At the centre of the crisis, more than any other single cause, is the burning of fossil fuels.
The fossil fuel industry is being ignored as the major cause of the climate crisis – and there are people desperately trying to draw attention to that. Just 100 major fossil fuel companies are the source of 71% of all industrial greenhouse gases emitted since 1988. Many of these fossil fuel companies – like BP - are headquartered right here in the UK.
Many of the world’s biggest banks, many of them based in the UK, are the investors responsible for funding the fossil fuel companies. Just thirty-three global banks have poured $1.9trillion US dollars into fossil fuel projects since the Paris climate agreement was signed in 2015, and the amounts are still rising.
These are our banks, on our radios each morning, talking about Brexit – but they are not being challenged for their role in the climate crisis.

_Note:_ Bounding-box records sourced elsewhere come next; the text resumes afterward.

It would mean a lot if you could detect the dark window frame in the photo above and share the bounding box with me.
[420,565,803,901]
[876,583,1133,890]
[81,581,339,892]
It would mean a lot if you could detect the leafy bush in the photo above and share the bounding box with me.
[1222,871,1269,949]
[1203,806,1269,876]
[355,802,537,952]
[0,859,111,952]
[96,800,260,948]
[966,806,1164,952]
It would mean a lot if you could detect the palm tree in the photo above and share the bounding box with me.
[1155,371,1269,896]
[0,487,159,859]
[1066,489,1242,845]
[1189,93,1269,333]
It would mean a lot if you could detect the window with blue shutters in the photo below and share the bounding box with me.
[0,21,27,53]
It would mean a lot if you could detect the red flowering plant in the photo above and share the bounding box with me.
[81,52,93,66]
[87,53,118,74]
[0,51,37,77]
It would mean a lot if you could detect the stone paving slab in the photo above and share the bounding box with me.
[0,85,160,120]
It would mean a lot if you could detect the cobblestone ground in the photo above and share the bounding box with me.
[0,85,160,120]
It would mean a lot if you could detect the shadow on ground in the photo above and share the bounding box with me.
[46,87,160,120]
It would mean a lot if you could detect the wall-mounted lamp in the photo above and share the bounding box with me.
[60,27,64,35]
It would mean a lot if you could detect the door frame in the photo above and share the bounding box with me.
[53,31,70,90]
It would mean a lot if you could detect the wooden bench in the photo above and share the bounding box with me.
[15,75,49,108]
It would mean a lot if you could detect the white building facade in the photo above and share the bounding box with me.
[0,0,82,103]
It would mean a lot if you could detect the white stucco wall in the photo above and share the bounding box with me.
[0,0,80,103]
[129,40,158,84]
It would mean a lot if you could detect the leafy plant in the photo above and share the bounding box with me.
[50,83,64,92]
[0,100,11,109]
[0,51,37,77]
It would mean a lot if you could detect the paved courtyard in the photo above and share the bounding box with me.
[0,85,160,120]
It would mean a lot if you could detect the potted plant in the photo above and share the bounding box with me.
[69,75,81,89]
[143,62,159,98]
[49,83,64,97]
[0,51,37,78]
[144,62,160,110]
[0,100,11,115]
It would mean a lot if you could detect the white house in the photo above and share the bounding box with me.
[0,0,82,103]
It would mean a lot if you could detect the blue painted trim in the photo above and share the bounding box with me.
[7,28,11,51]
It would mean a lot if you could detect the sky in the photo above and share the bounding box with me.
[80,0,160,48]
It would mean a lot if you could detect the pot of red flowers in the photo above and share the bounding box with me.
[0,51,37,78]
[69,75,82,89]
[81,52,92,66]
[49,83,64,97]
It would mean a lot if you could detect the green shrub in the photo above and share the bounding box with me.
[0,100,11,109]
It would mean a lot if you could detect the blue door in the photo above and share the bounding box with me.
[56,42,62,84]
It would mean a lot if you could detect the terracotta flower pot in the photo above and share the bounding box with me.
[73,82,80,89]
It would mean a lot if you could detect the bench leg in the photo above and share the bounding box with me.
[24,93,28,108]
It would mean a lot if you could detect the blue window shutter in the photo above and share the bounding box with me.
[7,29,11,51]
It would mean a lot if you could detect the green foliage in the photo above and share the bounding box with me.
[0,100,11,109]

And we know that fossil fuels aren’t just bad for the environment – they are dodgy business too. At Global Witness, we have just released a new investigation into the coal industry in Indonesia. Our investigation reveals how Indonesian vice presidential candidate Sandiaga Uno has links to payments of at least US$43million from a major Indonesian coal company, Berau Coal, to an obscure offshore firm, and that he may have secretly benefited from these payments in some way. Along with a number of other questionable transactions linked to Uno’s business partner, these payments contributed to Berau Coal - which at one point during this time was taken over by a London-listed firm - defaulting on its debts.

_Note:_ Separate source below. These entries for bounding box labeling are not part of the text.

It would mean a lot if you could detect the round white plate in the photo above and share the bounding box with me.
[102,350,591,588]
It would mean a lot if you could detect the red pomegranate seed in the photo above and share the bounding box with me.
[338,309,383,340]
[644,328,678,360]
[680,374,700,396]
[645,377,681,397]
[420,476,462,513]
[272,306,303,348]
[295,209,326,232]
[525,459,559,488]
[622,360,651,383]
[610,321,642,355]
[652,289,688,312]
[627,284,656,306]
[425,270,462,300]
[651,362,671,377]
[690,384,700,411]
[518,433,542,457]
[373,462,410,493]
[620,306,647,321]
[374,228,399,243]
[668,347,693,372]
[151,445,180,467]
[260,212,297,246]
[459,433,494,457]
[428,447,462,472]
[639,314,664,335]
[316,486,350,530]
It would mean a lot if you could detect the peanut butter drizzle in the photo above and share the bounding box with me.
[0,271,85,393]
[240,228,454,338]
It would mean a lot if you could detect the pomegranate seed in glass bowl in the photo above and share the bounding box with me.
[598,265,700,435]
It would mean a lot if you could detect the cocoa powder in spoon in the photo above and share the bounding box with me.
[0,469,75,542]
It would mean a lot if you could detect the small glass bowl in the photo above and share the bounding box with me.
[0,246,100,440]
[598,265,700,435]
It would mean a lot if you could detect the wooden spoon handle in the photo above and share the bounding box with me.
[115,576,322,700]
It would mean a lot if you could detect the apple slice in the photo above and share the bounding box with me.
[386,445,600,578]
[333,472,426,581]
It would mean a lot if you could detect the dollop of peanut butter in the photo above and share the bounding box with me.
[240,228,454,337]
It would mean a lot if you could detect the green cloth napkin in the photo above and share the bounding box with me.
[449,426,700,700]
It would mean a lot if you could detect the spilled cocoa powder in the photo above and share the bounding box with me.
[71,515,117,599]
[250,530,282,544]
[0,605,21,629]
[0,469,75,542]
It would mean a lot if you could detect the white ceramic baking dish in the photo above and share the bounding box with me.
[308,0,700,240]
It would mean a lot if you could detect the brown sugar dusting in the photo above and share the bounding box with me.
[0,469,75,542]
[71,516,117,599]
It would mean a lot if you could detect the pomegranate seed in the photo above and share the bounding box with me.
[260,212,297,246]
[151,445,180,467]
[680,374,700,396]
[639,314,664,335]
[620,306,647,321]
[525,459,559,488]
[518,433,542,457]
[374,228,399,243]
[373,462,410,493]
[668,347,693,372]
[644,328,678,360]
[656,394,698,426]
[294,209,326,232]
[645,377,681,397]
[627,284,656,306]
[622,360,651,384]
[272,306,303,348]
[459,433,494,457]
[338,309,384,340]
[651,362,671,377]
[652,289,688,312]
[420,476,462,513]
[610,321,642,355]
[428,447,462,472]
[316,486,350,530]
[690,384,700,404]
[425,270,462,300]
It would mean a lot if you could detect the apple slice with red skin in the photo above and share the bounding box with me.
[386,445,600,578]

Our findings offer yet another potent reason why banks and investors should shun Indonesia’s big coal. Banks are currently in line to fund huge numbers of new coal-fired power stations in Indonesia, putting our global climate goals at risk. While the coal industry is in retreat in many countries, in Indonesia it’s still going strong. The money that drives planet-wrecking coal industry in Indonesia comes from international banks. Controversially, the UK’s own HSBC recently failed to rule out providing loans to build future coal fired power stations in Indonesia. Unless people all over the world rise up and take on the financiers of this crisis, nothing will change.
Given the scale of the crisis, it’s not shocking when protesters resort to eye-catching stunts to draw people’s attention to the climate crisis. It’s time for MPs to look beyond Brexit, and act to take on the big polluters and banks that are destroying our future.